Voltou a não responder. Continuei.
«Não sou só eu que sei. Fala-se disso à boca cheia e não é bom para o casino, aliás como muitas outras versões que circulam. Mais um caso insólito: uma vez, e eu estava lá, antes de se concretizar uma ida à platina já um funcionário, situado atrás da jogadora, contactava com a central sobre a efetivação do prémio. Esta é mesmo surrealista a situação. Esse homem foi ao futuro, senhora inspetora!»
«Central? Não existe qualquer espécie de controle, acredite, senhor Mário Fonseca.»
«Bem gostaria de acreditar! Sei dos filmes que isso existe. Manipulação do jogo. Pura e simples.»
«Bom, só nos jogos de mesa. Roleta, póquer e dados.»
«Porquê só nesses? Não fico convencido.»
«É verdade, garanto-lhe.»
«E o caso daqueles que jogam alto e vão com frequência ao cofre, "morrendo quase sempre na praia" por causa da saída sistemática de números baixos. É azar repetido, ou somos obrigados a pensar em outra coisa, senhora inspetora?»
Não chegou a responder. O funcionário acabava de chegar com umas folhas de papel na mão.
«Vamos ver o que temos aqui...»
«Sempre posso saber quantas vezes fui ao bónus?»
Analisou as folhas uma a uma e depois passou-as para as minhas mãos.

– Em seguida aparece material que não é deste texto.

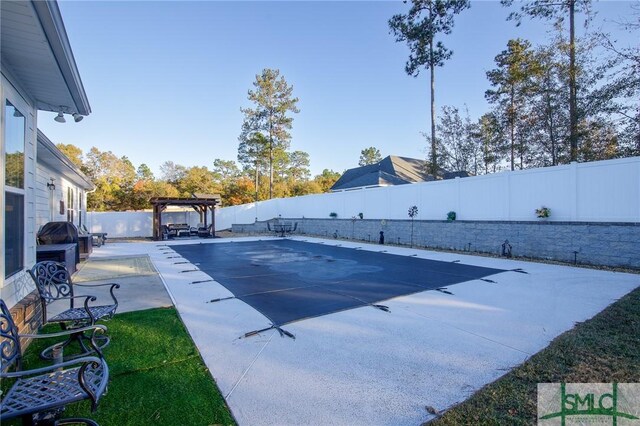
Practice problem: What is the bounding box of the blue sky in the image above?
[38,0,638,175]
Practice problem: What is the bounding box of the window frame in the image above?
[0,98,29,285]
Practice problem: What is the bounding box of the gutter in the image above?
[36,129,96,192]
[31,0,91,115]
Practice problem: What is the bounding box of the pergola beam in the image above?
[149,194,221,240]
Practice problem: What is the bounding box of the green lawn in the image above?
[3,289,640,426]
[429,288,640,426]
[10,308,235,426]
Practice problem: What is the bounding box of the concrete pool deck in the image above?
[92,237,640,425]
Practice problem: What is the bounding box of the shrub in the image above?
[536,206,551,218]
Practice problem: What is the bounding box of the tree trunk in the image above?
[256,158,259,203]
[569,0,578,161]
[269,139,273,199]
[547,92,556,166]
[429,38,439,178]
[269,113,273,199]
[509,86,516,171]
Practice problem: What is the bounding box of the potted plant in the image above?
[536,206,551,220]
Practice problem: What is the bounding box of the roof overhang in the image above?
[38,129,95,191]
[0,0,91,115]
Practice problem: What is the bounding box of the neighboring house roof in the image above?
[331,155,433,191]
[37,129,95,191]
[0,0,91,115]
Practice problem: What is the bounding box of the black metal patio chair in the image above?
[0,299,109,426]
[29,261,120,359]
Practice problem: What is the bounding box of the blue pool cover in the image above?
[171,239,505,326]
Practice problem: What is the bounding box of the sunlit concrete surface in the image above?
[94,237,640,425]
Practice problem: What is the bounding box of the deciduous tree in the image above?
[358,146,382,166]
[501,0,591,161]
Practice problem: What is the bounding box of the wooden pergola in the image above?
[149,194,222,240]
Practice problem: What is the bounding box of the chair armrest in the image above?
[0,356,103,379]
[18,324,107,339]
[74,283,120,305]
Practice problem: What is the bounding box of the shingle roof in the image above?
[331,155,433,191]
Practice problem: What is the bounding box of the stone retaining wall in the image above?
[232,218,640,269]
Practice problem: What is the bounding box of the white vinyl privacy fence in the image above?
[216,157,640,229]
[87,157,640,237]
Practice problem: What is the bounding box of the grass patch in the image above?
[5,308,235,426]
[429,288,640,426]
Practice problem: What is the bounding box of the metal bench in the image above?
[29,261,120,359]
[0,299,109,426]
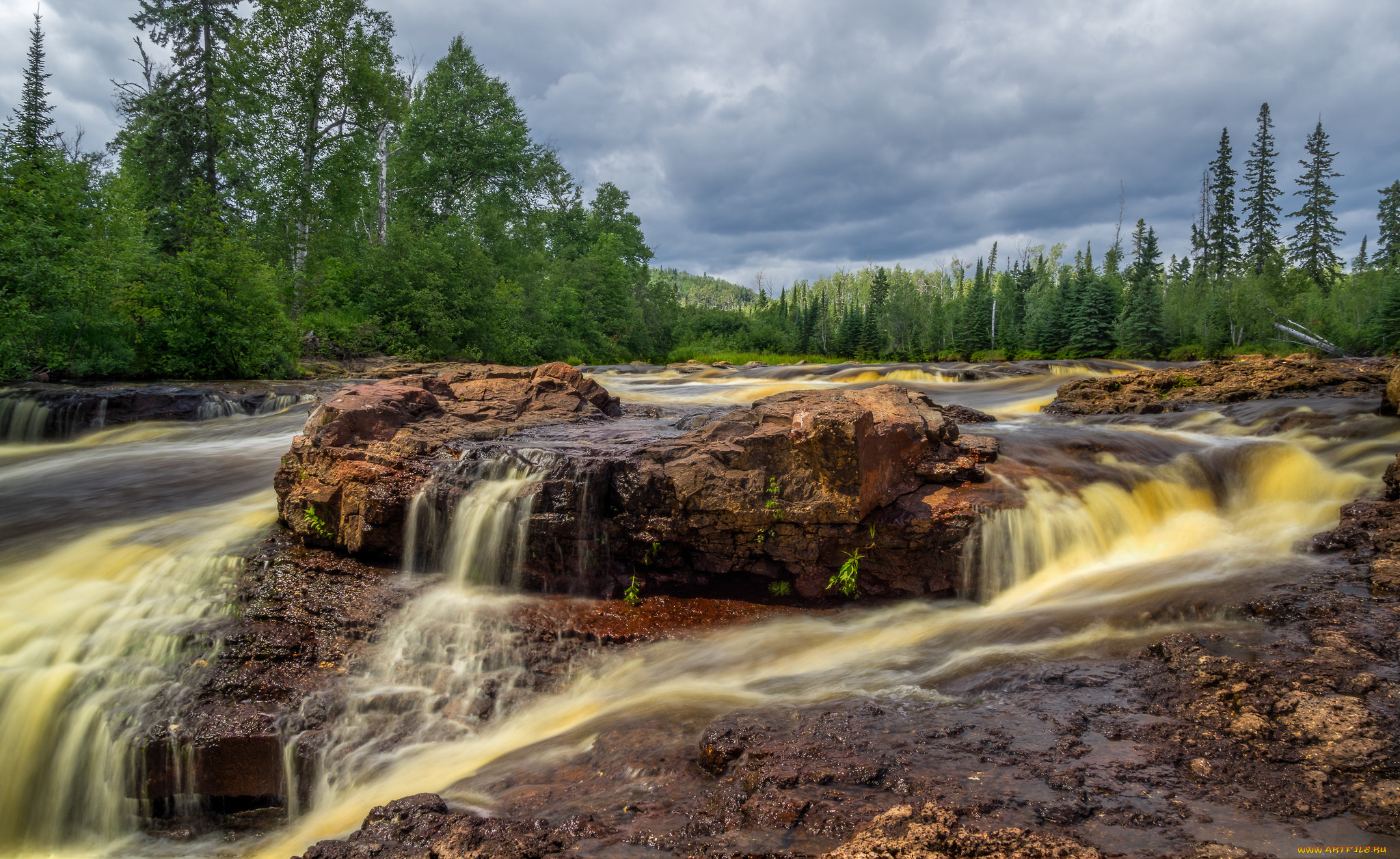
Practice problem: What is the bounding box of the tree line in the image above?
[0,0,1400,379]
[0,0,679,379]
[666,103,1400,361]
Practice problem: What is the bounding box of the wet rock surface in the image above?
[298,450,1400,858]
[1045,358,1396,415]
[273,364,620,558]
[142,533,421,817]
[152,532,829,835]
[275,364,1008,599]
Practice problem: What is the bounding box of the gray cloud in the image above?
[0,0,1400,288]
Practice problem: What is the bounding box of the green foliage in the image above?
[1243,102,1284,274]
[651,269,759,310]
[4,11,57,162]
[1288,119,1345,290]
[301,506,334,540]
[1372,179,1400,269]
[1201,128,1239,277]
[0,14,1400,380]
[826,549,865,597]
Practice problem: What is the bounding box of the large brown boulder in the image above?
[591,385,999,597]
[273,364,620,557]
[1045,358,1389,415]
[1380,364,1400,414]
[275,364,1001,597]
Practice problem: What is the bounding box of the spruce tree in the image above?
[132,0,241,193]
[1371,179,1400,269]
[956,259,991,357]
[1243,102,1284,274]
[1070,247,1118,358]
[1205,128,1239,277]
[833,303,865,358]
[5,12,57,161]
[1118,218,1166,358]
[861,267,889,359]
[1288,119,1345,291]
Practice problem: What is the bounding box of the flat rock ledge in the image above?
[274,364,1011,599]
[1045,358,1400,415]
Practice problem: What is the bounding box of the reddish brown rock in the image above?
[823,803,1103,859]
[275,364,1002,599]
[273,364,619,557]
[1380,364,1400,414]
[1045,358,1390,415]
[571,385,1005,599]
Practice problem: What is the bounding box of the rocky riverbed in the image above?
[126,362,1400,858]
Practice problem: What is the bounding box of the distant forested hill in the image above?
[651,269,759,310]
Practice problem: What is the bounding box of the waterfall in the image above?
[199,393,247,421]
[301,457,537,806]
[254,392,317,415]
[0,493,275,848]
[962,438,1367,603]
[0,396,49,444]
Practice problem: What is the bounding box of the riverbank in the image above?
[0,364,1400,858]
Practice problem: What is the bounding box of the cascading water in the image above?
[0,365,1400,859]
[0,493,274,848]
[260,413,1400,856]
[290,457,537,807]
[0,396,49,444]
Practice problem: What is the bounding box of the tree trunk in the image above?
[374,122,389,245]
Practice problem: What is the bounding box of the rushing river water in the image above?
[0,364,1400,856]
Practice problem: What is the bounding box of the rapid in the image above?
[0,362,1400,858]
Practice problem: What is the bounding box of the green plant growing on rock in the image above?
[826,549,865,596]
[759,477,783,526]
[301,506,334,540]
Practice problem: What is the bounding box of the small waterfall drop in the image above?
[0,396,49,444]
[962,439,1368,603]
[298,457,537,806]
[254,393,317,415]
[0,493,275,848]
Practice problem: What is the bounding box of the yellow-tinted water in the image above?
[0,364,1400,858]
[259,422,1395,856]
[0,491,274,848]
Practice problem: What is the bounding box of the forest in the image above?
[0,0,1400,381]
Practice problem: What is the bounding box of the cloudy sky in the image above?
[0,0,1400,289]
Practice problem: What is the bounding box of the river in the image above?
[0,362,1400,856]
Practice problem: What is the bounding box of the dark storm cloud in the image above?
[11,0,1400,279]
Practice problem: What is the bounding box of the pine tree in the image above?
[1118,218,1166,358]
[956,258,991,357]
[1067,246,1118,357]
[1205,128,1239,277]
[832,303,865,358]
[132,0,241,193]
[1243,102,1284,274]
[1288,119,1345,291]
[5,12,57,161]
[1351,235,1371,271]
[1371,179,1400,269]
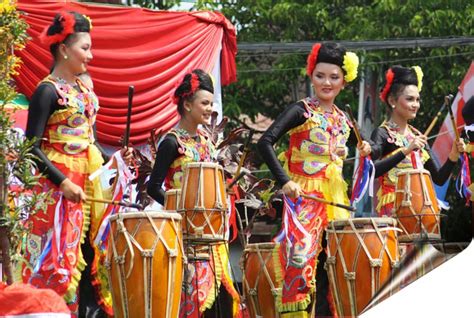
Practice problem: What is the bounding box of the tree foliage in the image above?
[211,0,474,127]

Ali estava o historial da máquina. As notas que tinham entrado e os tickets que tinham saído. Tudo com as horas em que tinham ocorrido.
«Quer dizer que não me pode dar o que pedi.»
A inspetora e o funcionário trocaram um olhar rápido.
«Não é possível.» Disse o funcionário.
Levantei-me.
«Sem me dar o que lhe peço, não vou fazer qualquer reclamação. Contudo, não gostaria de vir a saber um dia que esses dados ficam registados. Acredite, senhora inspetora, que era muito grave.»
Voltaria mais vezes ao gabinete da inspeção. Pelo menos só para dizer que estava bem vivo e que eles não passavam de zombies que alinhavam com o sistema. Só um mereceu o meu respeito quando me disse, à saída do gabinete, em voz baixa:
«Não desista.»
Mas desisti.
(1) Mais ou menos dez anos depois uma suspeita, de Mário e não só, consolidou-se. Sempre que um chefe de sala muito amigo do Palrador está de serviço, a vida deste frequentador assíduo do casino tornava-se um paraíso que causaria inveja a Adão e Eva.
Só um pequeno exemplo que ocorreu recentemente. Jogando a treze e quinze créditos (no máximo trinta cêntimos cada vez que joga), o nosso "herói" obteve mais de €2500,00 (leia-se dois mil e quinhentos euros) em três fantásticas jogadas para quem jogava tão baixo: duas de cavalos e leões - muito improvável de acontecer, seguidas e na mesma máquina e um ouro gorducho. E mais, o que é, no mínimo nojento: vangloriou-se do êxito atingido. Mais uma vez houve um burburinho discreto da parte dos utentes e sabemos porquê. O medo de, como viciados que eram, ficarem expostos a uma publicidade que não desejavam.
O país sufoca de corrupção e lavagem de dinheiro, mas parece que nos casinos não há corrupção!